The Latest Dirty Credit Card Tricks, Part II

We hate to tell you this, but credit card companies don't love you… they love your money, and they use all kinds of dirty credit card tricks to get it

Dirty credit card tricks should be thing of the past, given the reforms recently passed under the Credit CARD Act of 2009... and perhaps in an ideal world elsewhere in the spacetime continuum, they are. But this is the real world, and while the old abuses have been curbed, we now have new ones to deal with.

One Fee After Another

In Part 1 of this article on Dirty Credit Card Tricks, I introduced you to the insidious foreign transaction fee, which has become almost universal. If you don't travel abroad, this may not be a big deal to you... but rest assured, the folks who issued your credit card still have you in their sights. And everything they're doing is legal, too -- for the moment.

Just as they promised they would if the proposed credit card reforms went into effect, credit card companies have raised their rates, increased their basic fees, and made less credit available. They're determined to keep their bottom line padded, so annual fees alone have risen by an average of 18%.

Meanwhile, cash advance and balance transfer charges are a third higher, and the aforementioned foreign transaction fee has increased by 50%. Plus, they've instituted some pretty creative ways to charge you new fees... including fees for not buying enough.

How's That Again?

For a while there, some credit card companies were -- I kid you not -- charging consumers an "inactivity fee" when they actually tried to save money by NOT using their cards.
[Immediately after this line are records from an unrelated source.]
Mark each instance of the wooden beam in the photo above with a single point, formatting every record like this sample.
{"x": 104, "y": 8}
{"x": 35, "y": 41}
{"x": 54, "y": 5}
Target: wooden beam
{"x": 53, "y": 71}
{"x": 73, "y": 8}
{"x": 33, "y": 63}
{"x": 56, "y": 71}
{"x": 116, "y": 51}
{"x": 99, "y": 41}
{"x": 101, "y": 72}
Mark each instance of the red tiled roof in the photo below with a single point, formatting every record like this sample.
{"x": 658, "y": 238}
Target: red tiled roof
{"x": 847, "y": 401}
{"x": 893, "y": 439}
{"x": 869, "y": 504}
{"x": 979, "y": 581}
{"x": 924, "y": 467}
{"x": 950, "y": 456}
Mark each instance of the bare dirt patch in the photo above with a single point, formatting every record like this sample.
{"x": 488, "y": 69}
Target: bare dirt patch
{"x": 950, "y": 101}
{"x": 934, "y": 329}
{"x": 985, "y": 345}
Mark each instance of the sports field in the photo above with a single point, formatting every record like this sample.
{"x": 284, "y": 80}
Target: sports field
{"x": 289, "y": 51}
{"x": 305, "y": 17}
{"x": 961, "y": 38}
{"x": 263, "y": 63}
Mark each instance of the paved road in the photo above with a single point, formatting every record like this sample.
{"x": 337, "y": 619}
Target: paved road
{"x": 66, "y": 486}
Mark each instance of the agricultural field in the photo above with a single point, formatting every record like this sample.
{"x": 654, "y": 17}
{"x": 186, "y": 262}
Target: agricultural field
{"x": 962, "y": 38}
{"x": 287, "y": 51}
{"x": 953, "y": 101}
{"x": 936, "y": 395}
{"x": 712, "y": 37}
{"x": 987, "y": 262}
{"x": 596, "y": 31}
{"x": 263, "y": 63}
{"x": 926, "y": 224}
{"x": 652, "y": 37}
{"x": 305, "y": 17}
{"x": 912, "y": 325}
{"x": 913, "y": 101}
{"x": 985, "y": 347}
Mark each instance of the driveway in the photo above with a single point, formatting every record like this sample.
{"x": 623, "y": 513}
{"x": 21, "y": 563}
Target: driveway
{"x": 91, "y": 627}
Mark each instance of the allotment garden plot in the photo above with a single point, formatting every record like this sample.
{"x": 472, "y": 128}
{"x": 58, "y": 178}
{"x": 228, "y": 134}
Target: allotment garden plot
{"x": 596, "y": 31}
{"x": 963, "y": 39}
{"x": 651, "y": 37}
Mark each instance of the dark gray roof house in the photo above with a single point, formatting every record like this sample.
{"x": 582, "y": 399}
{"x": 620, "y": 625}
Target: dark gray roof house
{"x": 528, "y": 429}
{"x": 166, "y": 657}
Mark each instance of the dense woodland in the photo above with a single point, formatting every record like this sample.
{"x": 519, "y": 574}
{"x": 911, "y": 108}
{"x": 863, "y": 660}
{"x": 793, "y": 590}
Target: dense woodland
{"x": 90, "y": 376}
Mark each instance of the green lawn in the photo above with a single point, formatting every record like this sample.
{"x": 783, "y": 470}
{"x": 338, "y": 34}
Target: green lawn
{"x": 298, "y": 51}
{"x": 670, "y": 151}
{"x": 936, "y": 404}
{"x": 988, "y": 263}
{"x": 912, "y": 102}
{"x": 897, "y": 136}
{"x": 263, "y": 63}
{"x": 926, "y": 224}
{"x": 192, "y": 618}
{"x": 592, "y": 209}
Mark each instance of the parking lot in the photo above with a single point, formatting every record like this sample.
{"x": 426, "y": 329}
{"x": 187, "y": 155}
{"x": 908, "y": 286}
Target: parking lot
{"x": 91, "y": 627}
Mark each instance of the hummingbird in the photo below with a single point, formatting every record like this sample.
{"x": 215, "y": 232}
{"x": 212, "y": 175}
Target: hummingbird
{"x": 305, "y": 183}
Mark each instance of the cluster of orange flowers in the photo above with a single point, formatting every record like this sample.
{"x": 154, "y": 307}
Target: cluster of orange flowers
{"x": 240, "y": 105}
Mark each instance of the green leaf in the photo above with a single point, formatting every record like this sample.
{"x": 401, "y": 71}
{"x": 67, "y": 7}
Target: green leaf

This was a curious creation of that period in mid-2009 when the companies were doing everything they could think of to (hopefully) circumvent the new reforms laid out by the Credit CARD act. The Feds came down hard on the inactivity fee in August 2010, banning it outright and limiting late fees to $25. (Thank you!)

The latest incarnation of the ridiculous inactivity fee (and you knew there would be one) is the fee for not buying enough. Some credit card issuers now charge an annual fee unless you charge more than a specified amount on your card; with Citigroup, the amount is $2,400 a year, and the fee is $60.

If you expect to spend more than $2,400 on your card every year, no problem... until they change the rules and decide to charge you the fee anyhow, which they very well may. If you see this as just a way to get you to spend more money (as many do), I'd recommend you cancel ASAP.

Outta Space

That's all the space we have for today... but the credit card companies have plenty of new dirty credit card tricks up their sleeves, so expect me to trot out a few more in upcoming episodes.